Court Opinion

ID: 6950177
Source: CourtListenerOpinion
Date Created: 2022-07-24 01:30:38.028829+00
Date Added: 2024-06-11T16:08:03.291464
License: Public Domain

Breese, J. This case comes within the principle established in the case of Porter v. Cushman, 19 Ill. 572. We there said, that upon the trial, the court will allow the equitable holder of commercial paper to invest himself with the legal title by-erasing indorsements, and filling up blanks in indorsements; but this can only be done when the party proposing so to change the legal title to the paper, is shown by the proof, or is presumed by the law, to be the equitable owner of the paper. Commercial convenience and the safety of parties will not permit the principle to be extended beyond this. In this case, the plaintiffs were not shown to be the equitable holders or owners of the note. In fact, it appears they had no interest in it whatever, and knew nothing of the suit until after it was commenced, when they assented to it. Not being the owner or holder of the note, they should not have been permitted to fill up the blank indorsement made by the Boston Belting Company. In all.cases, a party suing, no matter what may be the subject matter of the suit, must show he had title at the time of the commencement of the suit. This is negatived in this case, by the proof.
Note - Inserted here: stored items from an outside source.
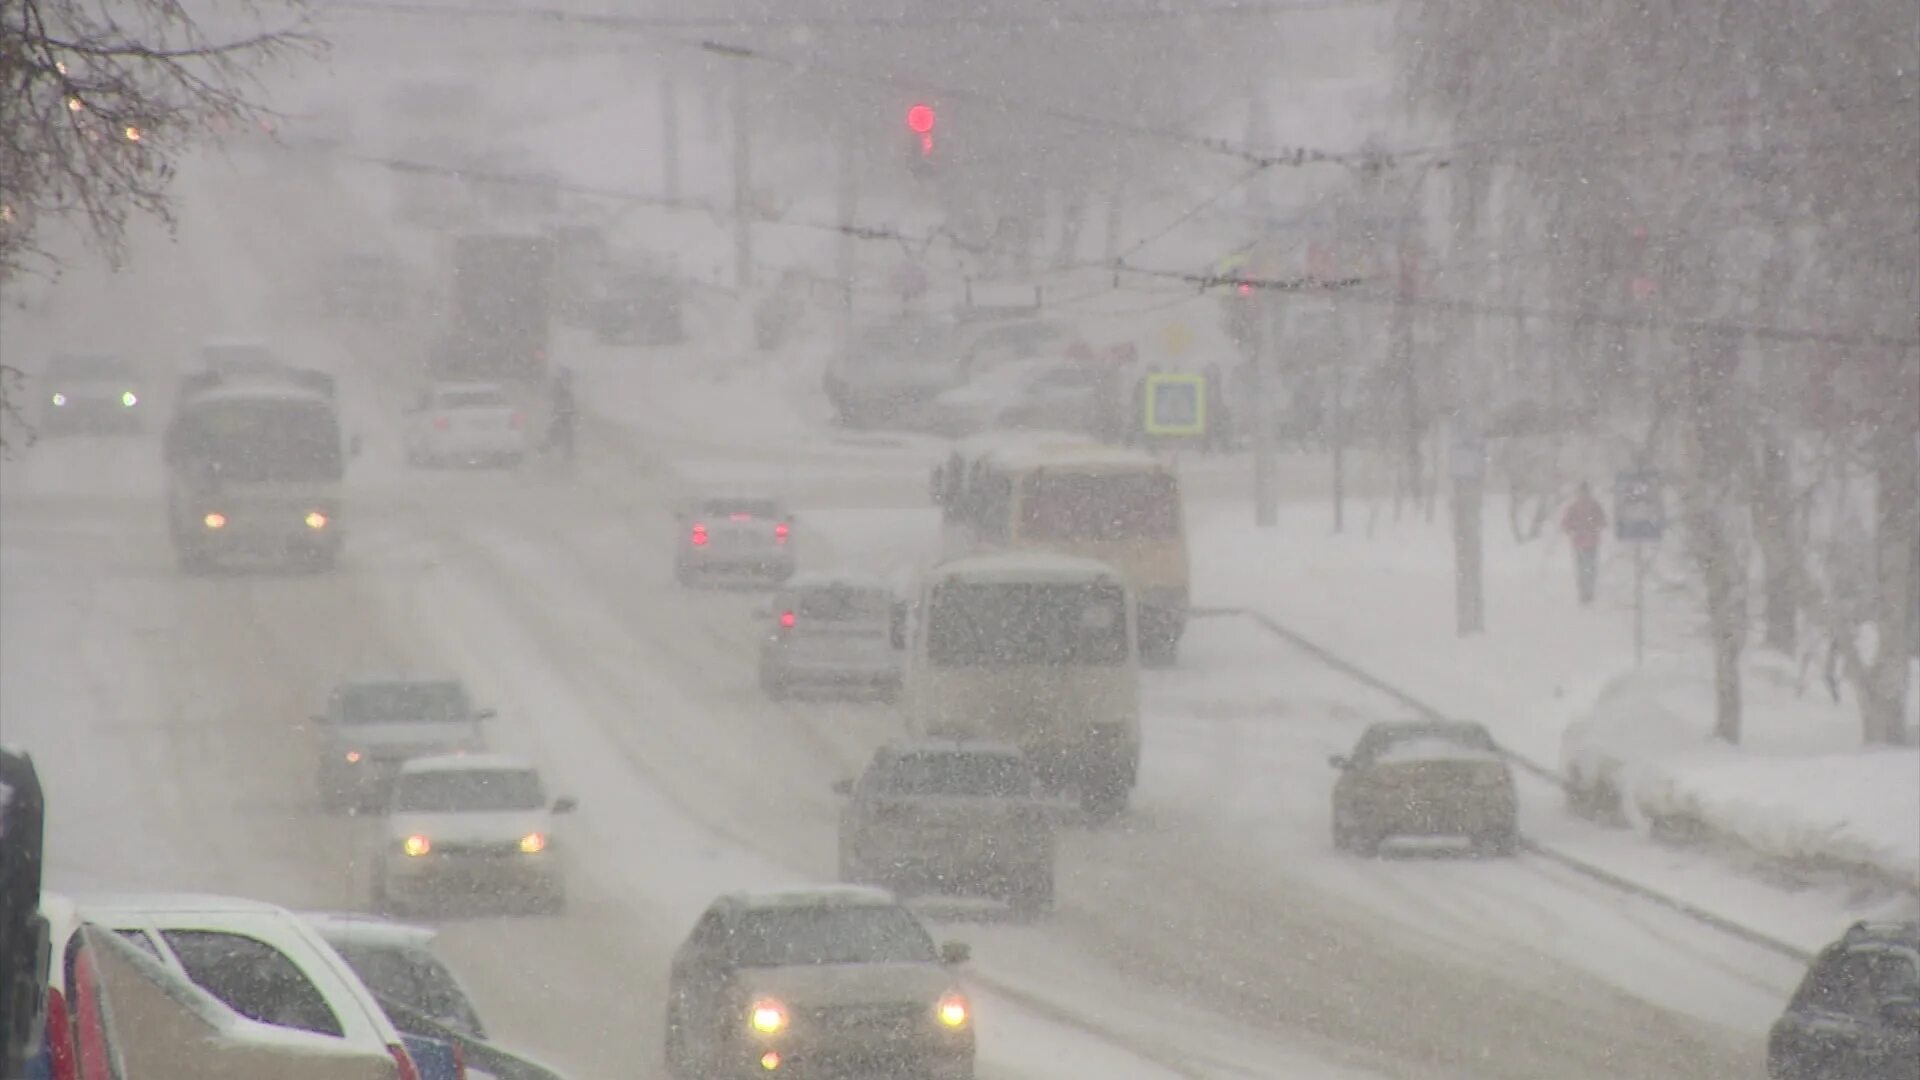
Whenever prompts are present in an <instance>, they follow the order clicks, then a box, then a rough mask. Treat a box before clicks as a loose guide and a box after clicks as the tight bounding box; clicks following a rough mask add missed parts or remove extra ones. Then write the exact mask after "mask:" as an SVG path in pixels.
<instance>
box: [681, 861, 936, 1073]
mask: <svg viewBox="0 0 1920 1080" xmlns="http://www.w3.org/2000/svg"><path fill="white" fill-rule="evenodd" d="M966 959H968V949H966V945H962V944H958V942H948V944H947V945H943V947H939V949H935V947H933V938H931V936H927V930H925V926H922V924H920V920H918V919H914V915H912V913H910V911H908V909H906V907H902V905H900V901H897V899H895V897H893V896H891V894H887V892H885V890H874V888H851V886H839V888H804V890H774V892H762V894H730V896H722V897H720V899H716V901H714V903H712V905H708V907H707V913H705V915H701V919H699V922H697V924H695V926H693V932H691V934H689V936H687V940H685V944H682V945H680V949H678V951H676V953H674V967H672V974H670V976H668V992H666V1065H668V1070H670V1072H672V1074H674V1076H682V1078H685V1080H714V1078H722V1076H724V1078H732V1076H841V1074H877V1076H916V1078H929V1080H970V1078H972V1076H973V1007H972V1003H970V1001H968V997H966V994H964V992H962V990H960V984H958V980H954V974H952V970H950V969H952V967H956V965H960V963H966Z"/></svg>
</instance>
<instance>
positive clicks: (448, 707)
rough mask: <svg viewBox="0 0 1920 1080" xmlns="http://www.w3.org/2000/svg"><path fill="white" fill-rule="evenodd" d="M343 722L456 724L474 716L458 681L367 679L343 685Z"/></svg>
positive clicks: (342, 718)
mask: <svg viewBox="0 0 1920 1080" xmlns="http://www.w3.org/2000/svg"><path fill="white" fill-rule="evenodd" d="M338 694H340V698H338V705H340V723H346V724H392V723H453V721H468V719H472V707H470V705H468V701H467V692H465V690H463V688H461V684H459V682H367V684H357V686H342V688H340V692H338Z"/></svg>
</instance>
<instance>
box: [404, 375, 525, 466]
mask: <svg viewBox="0 0 1920 1080" xmlns="http://www.w3.org/2000/svg"><path fill="white" fill-rule="evenodd" d="M405 427H407V432H405V442H407V463H409V465H482V463H495V465H507V467H511V465H518V463H520V459H522V457H526V413H524V411H522V409H520V407H516V405H515V404H513V400H511V398H507V392H505V390H503V388H501V386H499V384H495V382H436V384H434V386H428V388H426V390H422V392H420V396H419V398H415V402H413V404H411V405H409V407H407V413H405Z"/></svg>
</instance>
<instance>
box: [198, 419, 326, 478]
mask: <svg viewBox="0 0 1920 1080" xmlns="http://www.w3.org/2000/svg"><path fill="white" fill-rule="evenodd" d="M167 461H169V463H171V465H175V467H186V469H198V471H205V473H211V475H213V477H215V479H221V480H236V482H288V480H292V482H336V480H340V475H342V461H340V421H338V419H336V417H334V411H332V407H328V405H326V404H324V402H309V400H296V398H278V400H276V398H261V400H244V402H204V404H198V405H194V407H192V409H190V411H186V413H182V415H180V417H179V419H177V421H175V427H173V430H171V432H169V434H167Z"/></svg>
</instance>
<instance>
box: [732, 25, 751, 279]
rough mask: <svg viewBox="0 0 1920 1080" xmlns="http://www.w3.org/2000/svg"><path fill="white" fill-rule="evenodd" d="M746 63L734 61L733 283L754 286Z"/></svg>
mask: <svg viewBox="0 0 1920 1080" xmlns="http://www.w3.org/2000/svg"><path fill="white" fill-rule="evenodd" d="M747 115H749V110H747V65H745V63H735V65H733V284H735V286H737V288H749V286H753V161H751V158H749V152H751V146H753V135H751V133H749V129H747Z"/></svg>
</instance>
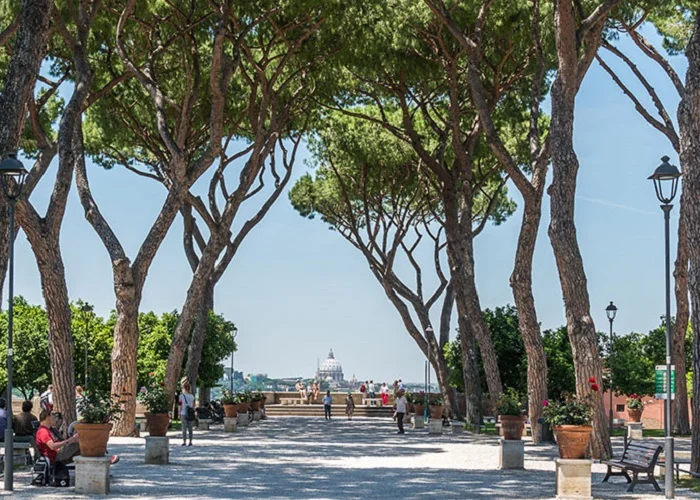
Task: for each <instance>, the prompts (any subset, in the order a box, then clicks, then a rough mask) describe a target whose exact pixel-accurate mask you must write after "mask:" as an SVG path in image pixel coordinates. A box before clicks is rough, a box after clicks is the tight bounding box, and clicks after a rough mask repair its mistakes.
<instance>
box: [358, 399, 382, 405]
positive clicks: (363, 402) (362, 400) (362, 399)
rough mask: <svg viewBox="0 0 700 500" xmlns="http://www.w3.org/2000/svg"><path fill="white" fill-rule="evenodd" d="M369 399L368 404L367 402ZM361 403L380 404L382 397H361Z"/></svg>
mask: <svg viewBox="0 0 700 500" xmlns="http://www.w3.org/2000/svg"><path fill="white" fill-rule="evenodd" d="M368 401H369V404H367V402H368ZM362 404H363V405H365V406H379V407H381V406H382V398H362Z"/></svg>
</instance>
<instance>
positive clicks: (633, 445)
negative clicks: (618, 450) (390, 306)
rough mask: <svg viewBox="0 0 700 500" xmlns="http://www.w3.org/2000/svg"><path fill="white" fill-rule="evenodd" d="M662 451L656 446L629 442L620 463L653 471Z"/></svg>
mask: <svg viewBox="0 0 700 500" xmlns="http://www.w3.org/2000/svg"><path fill="white" fill-rule="evenodd" d="M662 449H663V448H662V447H661V446H659V445H657V444H653V443H642V442H639V441H630V442H629V443H627V447H626V448H625V451H624V453H623V454H622V460H621V462H624V463H626V464H629V465H634V466H636V467H639V468H641V469H646V470H649V471H653V470H654V467H655V466H656V461H657V460H658V458H659V454H660V453H661V450H662Z"/></svg>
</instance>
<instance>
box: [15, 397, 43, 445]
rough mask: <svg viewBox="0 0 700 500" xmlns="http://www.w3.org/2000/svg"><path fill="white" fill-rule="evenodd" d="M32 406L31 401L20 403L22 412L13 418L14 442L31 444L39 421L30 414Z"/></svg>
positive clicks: (33, 416) (33, 406) (32, 403)
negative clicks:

The suit being brought in the name of a party who knew nothing of it until after it was brought, who had no claim to the money, and no interest in it, it was the duty of the court, instead of allowing the blanks to be filled, sitting as a jury, to have found for the defendant on that ground alone. It is going too far, to invest a party, on the trial of a cause, with the legal title to a note, who never had the equitable title or any other title before suit was commenced. The judgment is reversed, and the cause remanded. Judgment reversed.